Aim to reduce sunk costs or find someone to take them on
To prepare for a mini retirement, Goesel suggests that folks consider their sunk costs. Sunk costs are expenses that have been incurred already, like car payments, student loans, rent, or mortgage.
“Find someone to live in your house and assume your mortgage or lease for the period you will be traveling,” she says.
Okafor, for example, sublet his apartment for the time he was out of the country, and he rented out his car under the auspices of a car-sharing service.
Make sure you have health coverage during your mini retirement
Nelson at Brighton Securities notes that health insurance is a key consideration in planning for a mini retirement, whether your time off is spent domestically or traveling abroad. He advises negotiating with your current health care provider or finding a new plan altogether.
Who was voted the best?: Best Rewards Credit Card (10Best Readers’ Choice Awards 2024)

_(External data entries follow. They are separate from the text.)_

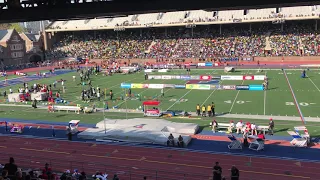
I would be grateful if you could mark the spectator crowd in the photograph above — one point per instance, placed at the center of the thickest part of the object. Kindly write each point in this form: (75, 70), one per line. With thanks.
(11, 171)
(203, 42)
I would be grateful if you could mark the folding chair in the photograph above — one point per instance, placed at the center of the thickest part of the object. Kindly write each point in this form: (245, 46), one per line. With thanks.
(257, 145)
(235, 143)
(297, 141)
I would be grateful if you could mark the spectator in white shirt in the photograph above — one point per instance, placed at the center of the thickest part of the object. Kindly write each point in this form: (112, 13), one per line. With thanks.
(239, 126)
(254, 129)
(231, 127)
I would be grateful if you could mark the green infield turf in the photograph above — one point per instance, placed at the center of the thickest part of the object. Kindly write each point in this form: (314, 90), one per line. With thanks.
(39, 114)
(276, 101)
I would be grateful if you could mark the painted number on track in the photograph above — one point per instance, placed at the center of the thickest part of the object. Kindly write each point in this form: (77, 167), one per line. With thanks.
(180, 100)
(301, 104)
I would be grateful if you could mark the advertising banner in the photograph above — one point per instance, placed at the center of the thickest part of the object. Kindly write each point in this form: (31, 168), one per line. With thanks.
(148, 70)
(168, 85)
(136, 86)
(154, 77)
(216, 77)
(177, 77)
(242, 87)
(192, 86)
(215, 87)
(248, 77)
(204, 86)
(259, 77)
(156, 86)
(235, 78)
(195, 77)
(163, 70)
(185, 77)
(201, 64)
(125, 85)
(208, 64)
(166, 77)
(180, 86)
(229, 87)
(205, 77)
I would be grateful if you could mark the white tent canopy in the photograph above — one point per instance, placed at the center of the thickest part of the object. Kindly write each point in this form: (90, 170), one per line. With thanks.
(155, 131)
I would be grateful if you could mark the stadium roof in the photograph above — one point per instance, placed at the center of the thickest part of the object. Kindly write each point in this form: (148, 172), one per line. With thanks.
(32, 10)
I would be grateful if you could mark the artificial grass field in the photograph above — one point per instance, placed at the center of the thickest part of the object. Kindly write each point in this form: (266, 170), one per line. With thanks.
(276, 101)
(38, 114)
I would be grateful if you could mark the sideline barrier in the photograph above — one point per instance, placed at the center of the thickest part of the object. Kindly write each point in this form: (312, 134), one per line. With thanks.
(193, 86)
(242, 87)
(256, 88)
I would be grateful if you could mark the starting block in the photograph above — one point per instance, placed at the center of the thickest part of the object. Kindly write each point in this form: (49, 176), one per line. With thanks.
(235, 143)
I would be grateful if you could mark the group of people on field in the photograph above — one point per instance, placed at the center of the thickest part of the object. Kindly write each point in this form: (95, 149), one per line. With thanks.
(206, 111)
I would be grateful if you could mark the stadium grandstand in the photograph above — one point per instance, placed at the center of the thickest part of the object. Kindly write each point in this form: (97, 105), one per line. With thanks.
(98, 68)
(199, 34)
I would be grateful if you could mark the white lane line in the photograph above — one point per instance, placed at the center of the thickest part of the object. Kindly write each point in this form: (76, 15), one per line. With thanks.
(234, 101)
(313, 83)
(264, 99)
(184, 95)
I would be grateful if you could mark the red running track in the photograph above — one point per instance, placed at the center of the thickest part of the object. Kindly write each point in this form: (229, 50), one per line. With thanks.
(136, 162)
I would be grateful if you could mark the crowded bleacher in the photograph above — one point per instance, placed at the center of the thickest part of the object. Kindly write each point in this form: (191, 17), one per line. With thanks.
(287, 31)
(203, 42)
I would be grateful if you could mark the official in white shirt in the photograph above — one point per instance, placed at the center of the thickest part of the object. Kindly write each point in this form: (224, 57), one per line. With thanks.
(231, 127)
(239, 126)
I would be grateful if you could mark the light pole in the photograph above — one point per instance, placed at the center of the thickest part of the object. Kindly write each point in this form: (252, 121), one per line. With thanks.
(125, 101)
(104, 118)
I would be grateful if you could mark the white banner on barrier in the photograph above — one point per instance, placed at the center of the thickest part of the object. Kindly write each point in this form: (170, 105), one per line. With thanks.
(259, 77)
(166, 77)
(156, 86)
(236, 78)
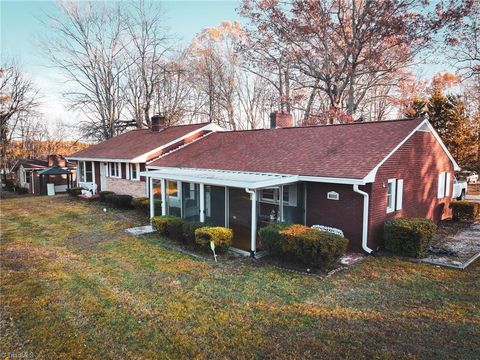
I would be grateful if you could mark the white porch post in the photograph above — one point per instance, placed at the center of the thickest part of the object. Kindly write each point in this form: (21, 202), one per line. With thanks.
(151, 201)
(164, 197)
(253, 245)
(202, 202)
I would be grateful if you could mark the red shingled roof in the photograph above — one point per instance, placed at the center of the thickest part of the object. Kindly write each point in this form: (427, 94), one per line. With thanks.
(135, 143)
(344, 151)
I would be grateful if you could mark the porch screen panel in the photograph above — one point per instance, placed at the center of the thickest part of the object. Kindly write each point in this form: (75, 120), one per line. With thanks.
(191, 201)
(214, 205)
(173, 199)
(294, 203)
(157, 196)
(88, 171)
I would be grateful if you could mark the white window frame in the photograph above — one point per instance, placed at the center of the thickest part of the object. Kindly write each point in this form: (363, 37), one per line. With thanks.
(135, 166)
(117, 167)
(292, 195)
(391, 196)
(333, 195)
(396, 195)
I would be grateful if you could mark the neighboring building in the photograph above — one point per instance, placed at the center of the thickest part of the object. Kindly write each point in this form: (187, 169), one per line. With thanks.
(352, 177)
(27, 174)
(115, 164)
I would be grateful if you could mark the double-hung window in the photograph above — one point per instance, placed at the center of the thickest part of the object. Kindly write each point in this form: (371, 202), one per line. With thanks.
(443, 185)
(394, 195)
(114, 169)
(134, 171)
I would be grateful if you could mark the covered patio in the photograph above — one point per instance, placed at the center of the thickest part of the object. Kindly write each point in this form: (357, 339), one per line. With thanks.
(63, 179)
(242, 201)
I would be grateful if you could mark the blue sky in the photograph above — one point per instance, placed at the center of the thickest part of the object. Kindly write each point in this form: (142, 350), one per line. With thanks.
(21, 23)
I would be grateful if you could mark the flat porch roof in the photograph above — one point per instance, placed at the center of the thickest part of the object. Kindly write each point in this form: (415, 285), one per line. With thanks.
(238, 179)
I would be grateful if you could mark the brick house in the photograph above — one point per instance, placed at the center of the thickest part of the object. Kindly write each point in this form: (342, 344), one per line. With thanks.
(115, 164)
(352, 177)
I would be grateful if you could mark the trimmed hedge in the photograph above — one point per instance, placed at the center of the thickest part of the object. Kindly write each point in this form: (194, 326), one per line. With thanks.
(119, 201)
(222, 237)
(169, 226)
(302, 243)
(75, 191)
(465, 210)
(103, 195)
(188, 231)
(409, 236)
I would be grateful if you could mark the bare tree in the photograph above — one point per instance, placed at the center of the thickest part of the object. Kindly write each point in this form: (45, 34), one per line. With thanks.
(149, 43)
(88, 45)
(18, 101)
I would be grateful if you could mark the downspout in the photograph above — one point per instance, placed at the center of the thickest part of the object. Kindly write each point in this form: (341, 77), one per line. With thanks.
(365, 219)
(253, 236)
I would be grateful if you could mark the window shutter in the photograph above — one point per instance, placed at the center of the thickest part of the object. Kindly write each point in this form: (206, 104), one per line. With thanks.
(447, 184)
(441, 185)
(399, 193)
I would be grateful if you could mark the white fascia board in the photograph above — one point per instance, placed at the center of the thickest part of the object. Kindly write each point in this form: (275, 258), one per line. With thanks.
(425, 124)
(332, 180)
(144, 158)
(98, 159)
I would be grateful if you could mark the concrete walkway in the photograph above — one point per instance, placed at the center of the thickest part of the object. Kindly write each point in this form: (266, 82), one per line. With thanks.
(466, 245)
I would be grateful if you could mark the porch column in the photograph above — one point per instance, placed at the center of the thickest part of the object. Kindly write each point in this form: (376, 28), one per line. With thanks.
(253, 245)
(202, 202)
(164, 197)
(150, 194)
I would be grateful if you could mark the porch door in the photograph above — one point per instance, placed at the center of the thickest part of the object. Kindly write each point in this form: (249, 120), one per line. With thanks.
(240, 216)
(103, 175)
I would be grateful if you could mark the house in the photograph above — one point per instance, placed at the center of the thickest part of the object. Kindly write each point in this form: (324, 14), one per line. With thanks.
(353, 177)
(115, 164)
(28, 174)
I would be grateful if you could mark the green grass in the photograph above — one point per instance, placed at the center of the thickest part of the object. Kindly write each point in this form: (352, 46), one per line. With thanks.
(74, 285)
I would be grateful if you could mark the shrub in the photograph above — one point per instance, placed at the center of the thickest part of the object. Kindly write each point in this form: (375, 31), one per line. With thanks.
(222, 237)
(75, 191)
(119, 201)
(169, 226)
(188, 231)
(465, 210)
(409, 236)
(301, 243)
(103, 195)
(271, 239)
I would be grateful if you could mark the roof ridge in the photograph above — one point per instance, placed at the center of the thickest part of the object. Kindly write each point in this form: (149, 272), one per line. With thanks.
(325, 125)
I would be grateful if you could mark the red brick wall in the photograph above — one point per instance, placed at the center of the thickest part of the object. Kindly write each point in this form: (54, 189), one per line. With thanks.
(344, 214)
(418, 162)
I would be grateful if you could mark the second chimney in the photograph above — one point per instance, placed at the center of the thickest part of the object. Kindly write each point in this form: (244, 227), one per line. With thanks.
(158, 122)
(280, 119)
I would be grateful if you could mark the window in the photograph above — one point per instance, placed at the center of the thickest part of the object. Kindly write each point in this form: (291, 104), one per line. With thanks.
(332, 195)
(85, 171)
(88, 171)
(394, 195)
(134, 172)
(114, 169)
(443, 185)
(270, 195)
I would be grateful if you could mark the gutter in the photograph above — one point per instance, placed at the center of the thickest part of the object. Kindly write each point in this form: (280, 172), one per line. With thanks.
(365, 219)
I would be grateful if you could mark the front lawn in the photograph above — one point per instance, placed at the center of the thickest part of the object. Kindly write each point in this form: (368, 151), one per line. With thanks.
(74, 285)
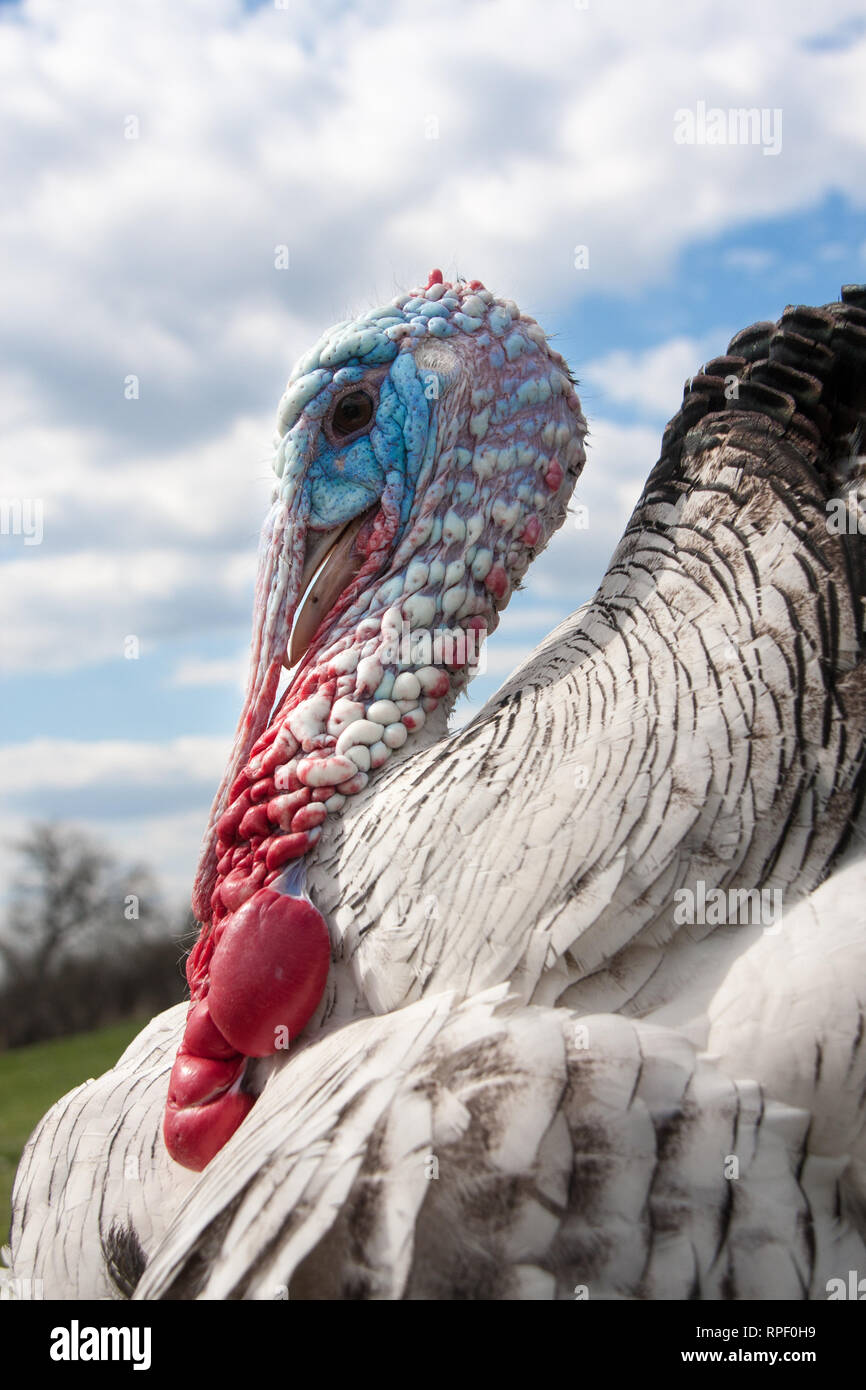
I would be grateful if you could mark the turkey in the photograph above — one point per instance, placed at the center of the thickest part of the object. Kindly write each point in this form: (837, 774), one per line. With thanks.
(567, 1002)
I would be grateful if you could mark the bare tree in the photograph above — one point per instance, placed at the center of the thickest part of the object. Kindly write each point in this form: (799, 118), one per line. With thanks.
(88, 940)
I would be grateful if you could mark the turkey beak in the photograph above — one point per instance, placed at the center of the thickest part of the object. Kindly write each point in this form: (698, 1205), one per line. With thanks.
(330, 566)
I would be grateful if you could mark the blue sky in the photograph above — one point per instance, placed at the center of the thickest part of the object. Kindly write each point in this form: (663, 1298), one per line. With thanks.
(374, 141)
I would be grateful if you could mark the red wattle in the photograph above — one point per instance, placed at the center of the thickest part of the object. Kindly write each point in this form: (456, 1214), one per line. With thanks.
(195, 1133)
(268, 972)
(196, 1080)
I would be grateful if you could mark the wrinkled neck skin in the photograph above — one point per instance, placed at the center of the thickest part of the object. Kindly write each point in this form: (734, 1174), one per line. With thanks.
(708, 697)
(434, 506)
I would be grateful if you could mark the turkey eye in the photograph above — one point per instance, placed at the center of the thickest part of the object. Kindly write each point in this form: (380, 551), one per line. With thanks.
(352, 413)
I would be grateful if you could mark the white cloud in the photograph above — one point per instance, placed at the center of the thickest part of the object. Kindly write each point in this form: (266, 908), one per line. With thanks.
(309, 127)
(652, 380)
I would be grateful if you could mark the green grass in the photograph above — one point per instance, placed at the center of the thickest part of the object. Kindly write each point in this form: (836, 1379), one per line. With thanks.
(34, 1077)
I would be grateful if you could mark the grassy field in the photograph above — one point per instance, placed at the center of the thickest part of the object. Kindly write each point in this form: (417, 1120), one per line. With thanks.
(34, 1077)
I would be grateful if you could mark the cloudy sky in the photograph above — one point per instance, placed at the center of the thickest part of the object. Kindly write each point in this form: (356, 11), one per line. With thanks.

“Consider enrolling in the government’s health insurance marketplace at Healthcare.gov if you can’t retain employer coverage,” advises Goesel.
Keep in mind that a micro retirement may affect your career trajectory
“While stepping away from work can offer a chance to travel, pursue education, or simply take a breather to prevent burnout and shape future career goals, stepping away from your job too soon could disrupt momentum or promotions,” says Nelson at Brighton Securities.
More on USA TODAY: From prepped to panicked: How different generations feel about retirement
As such, if you want to stay in the same field or even with the same company, having a clear conversation with your current employer about what follows your micro retirement is key.
While Okafor leveraged his micro retirement to transition away from his employer, others may want to return to the same company or line of work. Consider whether your employer will have opportunities for you after your time away, and, if not, whether you’re prepared to search for employment elsewhere.